Have you seen beneficial insects in your garden?

Ladybugs, green lacewings, and other “good” bugs can keep aphids, scales, and other “bad” bugs in check. Encourage them to stay in the garden by setting out plants to feed and shelter them.

Mix annuals and perennials that bloom over a long season. Favorites of beneficial insects include coreopsis, corn cockle, cosmos, sweet alyssum, and yarrow. Avoid indiscriminate spraying, which kills good bugs too.

One way to be certain that beneficial insects inhabit your garden is to introduce them yourself. You can order them by mail or on-line from the following sources.

Harmony Farm Supply, 3244 Hwy.116 North, Sebastopol, CA 95472; (707) 823-9125.

Natural Pest Controls, 8864 Little Creek Dr., Orangevale, CA 95662; (916) 726-0855.

Peaceful Valley Farm Supply, Box 2209, Grass Valley, CA 95945; (888) 784-1722.

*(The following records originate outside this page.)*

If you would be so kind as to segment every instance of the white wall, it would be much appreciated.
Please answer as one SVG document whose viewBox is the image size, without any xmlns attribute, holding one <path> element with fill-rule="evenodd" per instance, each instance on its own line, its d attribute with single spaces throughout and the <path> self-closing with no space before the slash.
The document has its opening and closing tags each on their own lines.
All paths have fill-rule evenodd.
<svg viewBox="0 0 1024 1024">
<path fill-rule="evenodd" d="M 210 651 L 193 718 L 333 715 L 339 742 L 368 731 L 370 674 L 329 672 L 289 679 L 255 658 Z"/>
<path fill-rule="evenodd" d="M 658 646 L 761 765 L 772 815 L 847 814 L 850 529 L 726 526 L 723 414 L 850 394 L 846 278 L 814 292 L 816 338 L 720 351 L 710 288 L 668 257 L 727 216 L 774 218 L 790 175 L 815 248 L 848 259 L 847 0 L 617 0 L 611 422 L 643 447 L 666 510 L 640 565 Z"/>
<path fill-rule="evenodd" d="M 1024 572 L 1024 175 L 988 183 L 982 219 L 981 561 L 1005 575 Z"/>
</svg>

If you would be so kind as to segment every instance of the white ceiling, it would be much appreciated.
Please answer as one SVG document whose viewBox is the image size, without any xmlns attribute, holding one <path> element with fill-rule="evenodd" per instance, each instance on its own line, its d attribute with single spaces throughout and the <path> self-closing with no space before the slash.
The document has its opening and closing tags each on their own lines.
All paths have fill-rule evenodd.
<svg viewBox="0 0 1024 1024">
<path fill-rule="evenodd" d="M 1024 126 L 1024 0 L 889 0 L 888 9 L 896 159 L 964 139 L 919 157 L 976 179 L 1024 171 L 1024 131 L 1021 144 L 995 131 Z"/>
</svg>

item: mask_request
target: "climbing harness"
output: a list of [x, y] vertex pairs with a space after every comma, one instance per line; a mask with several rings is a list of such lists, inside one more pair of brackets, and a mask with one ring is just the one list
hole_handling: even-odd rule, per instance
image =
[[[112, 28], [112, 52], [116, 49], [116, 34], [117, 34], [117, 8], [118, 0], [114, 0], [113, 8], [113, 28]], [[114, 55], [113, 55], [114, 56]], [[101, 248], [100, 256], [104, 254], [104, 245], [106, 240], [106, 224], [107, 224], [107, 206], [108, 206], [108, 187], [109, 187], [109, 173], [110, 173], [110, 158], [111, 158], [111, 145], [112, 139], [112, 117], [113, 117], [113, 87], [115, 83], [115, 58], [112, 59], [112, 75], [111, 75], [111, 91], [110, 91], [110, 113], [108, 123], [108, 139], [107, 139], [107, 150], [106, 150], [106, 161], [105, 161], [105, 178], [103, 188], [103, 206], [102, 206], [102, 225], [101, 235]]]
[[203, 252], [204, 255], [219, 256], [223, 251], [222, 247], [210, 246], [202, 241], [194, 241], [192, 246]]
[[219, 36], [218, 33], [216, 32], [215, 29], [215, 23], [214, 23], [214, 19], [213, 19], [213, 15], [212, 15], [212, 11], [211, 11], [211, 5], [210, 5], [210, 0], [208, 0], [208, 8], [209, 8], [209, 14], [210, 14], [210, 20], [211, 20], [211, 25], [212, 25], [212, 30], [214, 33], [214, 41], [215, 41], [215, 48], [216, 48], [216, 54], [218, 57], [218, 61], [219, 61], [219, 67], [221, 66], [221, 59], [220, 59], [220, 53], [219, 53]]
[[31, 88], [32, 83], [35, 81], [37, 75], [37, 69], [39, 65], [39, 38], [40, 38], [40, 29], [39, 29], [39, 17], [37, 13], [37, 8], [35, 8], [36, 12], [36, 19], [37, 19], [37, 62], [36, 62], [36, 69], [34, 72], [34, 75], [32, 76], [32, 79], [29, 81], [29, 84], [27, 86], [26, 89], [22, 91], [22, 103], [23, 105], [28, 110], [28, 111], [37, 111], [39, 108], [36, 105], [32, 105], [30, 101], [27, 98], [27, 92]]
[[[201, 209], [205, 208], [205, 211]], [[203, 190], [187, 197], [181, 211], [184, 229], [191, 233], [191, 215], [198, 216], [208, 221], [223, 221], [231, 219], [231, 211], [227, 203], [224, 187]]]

Aphids, Mites, Scales, and Whiteflies
Commercial product: Insecticidal soap spray (such as Safer), or horticultural oil

Home remedy: Homemade soap spray (add ½ teaspoon mild dish soap and 1 teaspoon cooking oil to a 1-quart sprayer filled with water)

Slugs and snails
Commercial product: Iron phosphate (Sluggo, Escar-Go!, Worry Free Slug and Snail), copper barrier

Home remedy: Handpick at night. Apply coarse sand.

Commercial product: Citrus spray (Orange Guard, Bugs ‘R’ Gone), boric acid baits, sticky barrier (Tanglefoot)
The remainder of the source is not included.